Mr. Manning said in an e-mail that his centre’s election spending is merely intended to “balance the playing field” by countering well-funded anti-conservative groups. He said the centre has not dictated how the third-party groups spend the money or the ads they create.

“We have supporters and donors who were appalled at the number of anti-conservative PACs [political action committees] and social media activists who participated in the last federal election and the magnitude of their expenditures in comparison to those of conservative PACs and third party advertisers,” he wrote.

Troy Lanigan, president of the Manning Centre, said his group put out a fundraising call in the lead-up to the election campaign to help fund its donations to third-party groups. He said the centre’s donations to the third parties also included money from its general revenues.

“When it was known that we were going to do some third-party advertising, we talked it up, and there was interest in the donor community to support that," he said.

Mr. Lanigan declined to name any of those donors.

“There was no suggestion to them that their names would be disclosed,” he said.

Mr. Lanigan said the centre followed the letter of the law and he didn’t see any problems with how his group raised money and then donated it to third-parties.

Elections Canada spokeswoman Natasha Gauthier said third-party groups are required to disclose all of their donations but the law doesn’t deal with how those donors got that money.

“They have to list the contributor, that’s what the regulations say,” she said in an interview. “They don’t have to list the contributors’ contributor.”

The groups that received the Manning Centre donations are not connected to Ontario Proud and Canada Proud, which were the subject of a Globe investigation about the rise of third-party money in Canadian elections.

Third-party groups that spend money on advertising or other political activities are required to register and disclose the sources of their donations.
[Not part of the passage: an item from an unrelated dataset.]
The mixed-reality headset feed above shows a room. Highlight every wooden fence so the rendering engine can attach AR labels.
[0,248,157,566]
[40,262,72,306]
They faced a spending limit of about $1-million in a pre-writ period that began on June 30, and another limit of $511,700 during the campaign. Third parties are also forbidden from collaborating with political parties, and they can’t work together, or split into multiple organizations, to circumvent the spending caps.

Duff Conacher, co-founder of Democracy Watch, argued the Manning Centre should be considered a third party and be required to disclose its donors, particularly when donations were earmarked for election spending. Otherwise, he said, laws designed to make third-party groups transparent can’t be effective.

“I think the Commissioner of Canada Elections should be interpreting the law in this way,” he said in an interview. “Interpretation starts with: ‘What’s the purpose of the law and the purpose of the rule?’ It is to ensure we know who is bankrolling third parties."

He drew a distinction between groups such as the Manning Centre that are also collecting their own donations, and unions or corporations, whose funding sources are clear.

“It’s not like a union funding another organization and it’s not like a corporation funding another organization – you know where that money comes from," he said.

Mr. Conacher said he also wants the commissioner to look at whether there are any issues with the third parties working together, though the groups that received Manning Centre funding, collectively, haven’t reached the spending cap, according to their most recent financial disclosures. Mr. Lanigan said the Manning Centre says it does not plan to spend more than the $312,450 it has already donated.

Chris Russell, who is the financial agent for Canada Strong and Proud, NL Strong and NS Proud, said his groups follow the law.

“All donations have been carefully disclosed according to the rules of the Elections Act,” said the statement, which noted the larger budgets of union-funded groups. “Thanks to the Manning Centre, the fight isn’t completely one-sided anymore.”

Québec Fier’s financial agent, Nicolas Gagnon, did not respond to messages about that group’s activities.